La très haute pression artérielle (TA) est un problème répandu et important au service des urgences (ED). Pendant des décennies, il a été classé en urgences d’hypertension (HTN-Es) ou urgences (HTN-Us).

  1. URGENCES hypertensives. Le Comité National Mixte sur la Prévention, la Détection, l’Évaluation et le Traitement de l’Hypertension artérielle (JNC) 7 définit un HTN-E comme une augmentation sévère de la TA (> 180/120 mmHg) avec des preuves de dysfonctionnement imminent / progressif de l’organe cible. Le JNC 7 cite les types de HTN-Es suivants: encéphalopathie hypertensive, infarctus aigu du myocarde (AMI), angine de poitrine instable, insuffisance ventriculaire gauche aiguë (VG) avec œdème pulmonaire, hémorragie intracérébrale, anévrisme aortique disséquant (DoA) et éclampsie. Les directives de la Société Européenne de Cardiologie (ESC) et de la Société Européenne d’Hypertension (ESH) énuméraient les HTN-Es suivantes: HTN (≥180 / ≥110 mmHg) avec des preuves de lésions organiques aiguës médiées par l’hypertension (HMOD) (précédemment connues sous le nom de lésions des organes cibles, TOD), telles que l’œil (modifications funduscopiques, e.g, hémorragies et / ou œdème papillaire), détérioration aiguë de la fonction rénale (ICA), DAA aiguë, ischémie myocardique aiguë, insuffisance cardiaque aiguë, hypertension sévère soudaine (HTN) due à un phéochromocytome, ingestion de sympathomimétiques, HTN sévère pendant la grossesse avec ou sans ou prééclampsie, encéphalopathie HTN, hémorragie intracérébrale aiguë chez les patients présentant une SBP ≥ 220 mmHg et accident vasculaire cérébral ischémique aigu avec PA > 180/105 mmHg si les patients sont éligible à la thrombolyse intraveineuse (i.v.). Les lignes directrices de 2018 d’Hypertension Canada citent des entités similaires comme HTN-Es: TA très élevée en présence d’encéphalopathie hypertensive, d’hémorragie intracérébrale, d’accident vasculaire cérébral ischémique aigu, de syndrome coronarien aigu (SCA), d’insuffisance aiguë du VG, d’ICA, de DoA aiguë, de pré-éclampsie / éclampsie et de HTN associée à la catécholamine. Il n’est pas clair si les auteurs classent la TA diastolique asymptomatique ≥ 130 mmHg comme HTN-U ou HTN-E. Les HTN-Es sont des indications d’hospitalisation instantanée dans une unité de soins intensifs (USI) pour l’administration par voie intraveineuse d’un antihypertenseur à courte durée d’action, une surveillance continue de la pression artérielle et un titrage soigneux de la dose.

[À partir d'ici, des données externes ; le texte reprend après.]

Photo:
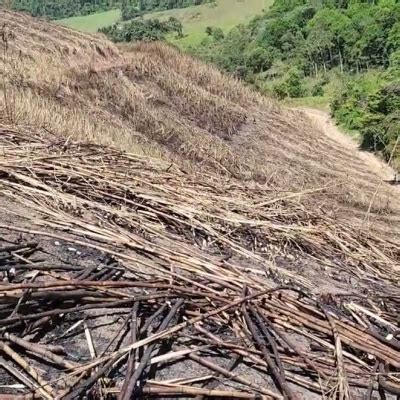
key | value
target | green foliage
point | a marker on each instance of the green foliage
(371, 105)
(134, 8)
(147, 30)
(315, 37)
(57, 9)
(315, 40)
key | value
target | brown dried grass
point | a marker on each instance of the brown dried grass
(150, 99)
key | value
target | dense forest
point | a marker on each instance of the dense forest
(140, 29)
(298, 47)
(57, 9)
(131, 9)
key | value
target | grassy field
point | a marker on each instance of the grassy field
(224, 14)
(91, 23)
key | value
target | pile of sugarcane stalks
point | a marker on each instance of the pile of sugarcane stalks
(235, 337)
(189, 303)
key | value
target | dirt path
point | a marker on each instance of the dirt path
(323, 121)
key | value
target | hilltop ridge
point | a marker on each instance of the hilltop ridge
(163, 226)
(150, 98)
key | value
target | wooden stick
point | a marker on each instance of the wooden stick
(44, 388)
(40, 351)
(130, 388)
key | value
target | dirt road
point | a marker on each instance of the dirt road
(323, 121)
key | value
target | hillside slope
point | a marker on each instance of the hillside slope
(149, 98)
(166, 232)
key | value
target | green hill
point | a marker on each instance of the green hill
(93, 22)
(224, 14)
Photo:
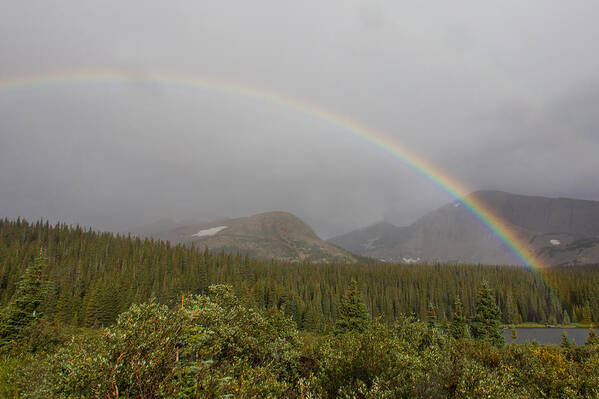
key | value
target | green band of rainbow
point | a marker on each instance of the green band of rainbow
(452, 186)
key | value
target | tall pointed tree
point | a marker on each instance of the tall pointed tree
(458, 328)
(486, 321)
(31, 292)
(352, 313)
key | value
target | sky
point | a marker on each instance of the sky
(499, 95)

  2. URGENCES HYPERTENSIVES. « HTN-U » est une HTN sévère (niveaux supérieurs de HTN de stade II, par exemple 179/109 mmHg) accompagnée de maux de tête sévères, d’épistaxis, d’essoufflement ou d’anxiété prononcée, mais sans preuve clinique d’HMOD aiguë. Le traitement recommandé est un antihypertenseur oral à courte durée d’action, administré en ambulatoire, suivi d’une période d’observation de quelques heures. Les raisons de choisir des antihypertenseurs peroraux et non parentéraux pour HTN-US sont la prévisibilité insuffisante de l’effet et la réduction fréquemment excessive de la pression artérielle qui se produit avec l’administration intraveineuse.

Cette classification pour HTN-Es et HTN-Us est essentiellement inchangée depuis des décennies (avec quelques variations), ce qui prouve sa validité. Cependant, l’utilisation de cette classification dans la pratique clinique quotidienne pose un problème réel, insuffisamment reconnu et non résolu. Ce problème est le temps (qui est déjà déficient à l’urgence). En effet, le temps n’est pas une difficulté si une PA très élevée est évidemment un HTN-E car la décision est claire : le patient est hospitalisé en soins intensifs et administré un antihypertenseur parentéral. En revanche, le temps pose problème si un diagnostic différentiel de la PA très élevée dépend des résultats des analyses recommandées car ces méthodes d’évaluation des TODs (HMOD) prennent beaucoup de temps. Par conséquent, le vrai dilemme est de savoir comment traiter de tels patients avec une PA très élevée jusqu’à ce que nous fassions un diagnostic approprié (HTN-E ou HTN-U). (A) Si nous administrons un médicament parentéral et que les résultats complets deviennent disponibles, par exemple une heure plus tard, montrant l’absence d’HMOD aiguë, le traitement parentéral était (potentiellement) trop intensif (car la recommandation est contre i.v. antihypertenseurs en HTN-Us). (B) Un autre type d’erreur est également possible: si nous donnons un antihypertenseur peroral et que les résultats complets montrent plus tard la présence de HMOD (et donc de HTN-E), cela signifie que nous avons commis une erreur en reportant un traitement intraveineux adéquat.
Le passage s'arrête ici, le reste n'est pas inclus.